Once that was settled, they ate a piece of Parmesan and finished the wine. Then she went and put on her new silk pyjamas. Then he took them off. And what followed was ferociously heightened with the sense that it was now in some way illicit, with the furious, urgent sense that it might be the last time.

*

In the morning everything seemed evanescent. On the point of evaporating. Outside time. They lay there holding each other in the halflight.

She said, ‘What do you think I should do?’

There was a whole minute of silence.

(A minute, he now thinks, in which everything stood still, and everything was still possible, waiting to hear what he would say…)

Finally he sighed with what seemed like frustration or im­patience and said—­‘I don’t know, Katherine.
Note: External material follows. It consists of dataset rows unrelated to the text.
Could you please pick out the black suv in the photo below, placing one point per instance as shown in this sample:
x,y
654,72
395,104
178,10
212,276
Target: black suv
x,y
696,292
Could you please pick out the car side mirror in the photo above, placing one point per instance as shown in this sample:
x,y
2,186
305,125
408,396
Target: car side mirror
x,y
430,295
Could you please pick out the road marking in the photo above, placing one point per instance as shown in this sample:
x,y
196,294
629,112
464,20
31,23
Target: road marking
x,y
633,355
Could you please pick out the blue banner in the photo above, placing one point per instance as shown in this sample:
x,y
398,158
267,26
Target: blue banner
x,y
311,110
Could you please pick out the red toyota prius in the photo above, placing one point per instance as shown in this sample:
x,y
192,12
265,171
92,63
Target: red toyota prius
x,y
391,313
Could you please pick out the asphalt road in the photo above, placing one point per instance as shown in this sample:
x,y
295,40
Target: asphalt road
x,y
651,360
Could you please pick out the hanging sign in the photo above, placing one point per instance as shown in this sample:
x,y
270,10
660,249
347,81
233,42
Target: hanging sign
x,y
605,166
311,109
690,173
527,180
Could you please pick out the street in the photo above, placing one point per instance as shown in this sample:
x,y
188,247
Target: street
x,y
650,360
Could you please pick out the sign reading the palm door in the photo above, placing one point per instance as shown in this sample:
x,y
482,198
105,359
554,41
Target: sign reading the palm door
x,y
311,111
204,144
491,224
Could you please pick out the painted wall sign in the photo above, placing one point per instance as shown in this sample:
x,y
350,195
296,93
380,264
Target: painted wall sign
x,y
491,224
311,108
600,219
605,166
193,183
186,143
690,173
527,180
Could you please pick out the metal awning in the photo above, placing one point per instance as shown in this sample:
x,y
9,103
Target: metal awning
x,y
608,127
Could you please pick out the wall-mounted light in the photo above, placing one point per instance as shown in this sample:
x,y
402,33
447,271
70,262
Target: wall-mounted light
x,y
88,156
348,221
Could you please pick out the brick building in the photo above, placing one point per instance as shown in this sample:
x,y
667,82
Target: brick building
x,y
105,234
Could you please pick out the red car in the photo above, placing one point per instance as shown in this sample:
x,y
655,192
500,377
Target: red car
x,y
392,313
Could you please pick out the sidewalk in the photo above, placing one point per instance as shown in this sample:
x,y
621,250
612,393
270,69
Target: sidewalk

I don’t know.’

She squeezed him.

‘Will you make some coffee?’

When he had made it he let in some more light, and they had it sitting side by side, propped on pillows.

‘What time is it?’ she said.

He picked up his watch. ‘Eight fifteen.’

‘I have to go.’

He watched her leave the warm sheets and tiptoe out. Heard her exchange a few words with Hugo. Listened to the shower’s feeble sputter. To the quiet when it stopped.

Still wonderfully, luxuriously naked (her nakedness seemed like a wonderful luxury now) she sat down on the edge of the bed, in the soft shaft of London light that seeped down from the street. ‘I might not see you for a while,’ she said. He nodded. With his knuckles he stroked her sternum. She kissed him. Then she went to the living room to dress, and left.

In fact, they saw each other the very next day. Toby invited them for a drink—­together, as if they were an item—­near his Finsbury Square office. When Toby left, they stayed for another drink. In fact, they stayed until kicking-­out time, by which point a tacit understanding seemed to have emerged that they would spend the night at her place.

They had to take two buses to get there. The first was totally empty as it leaped and jittered over the tarmac of the New North Road. They sat on the lower deck, near the door, kissing quietly in the harsh damp light. From Essex Road station they would have walked if it wasn’t pouring so determinedly, if there weren’t streams in the streets and waterfalls plunging into the drains—­it was only two short stops on the 38 that emerged from the turbulent opacity of the night, and then a sprint down Packington Street which left them soaked. In the kitchen they stuffed their faces with a pack of
saucisson sec.
Once upstairs, they spent a lot of time, in various states of undress, looking through some photo albums she had produced from somewhere—­earlier versions of Katherine Persson. He was still looking at them when she said (she was far from sober), ‘What happens here?’ and poked his hairy perineum.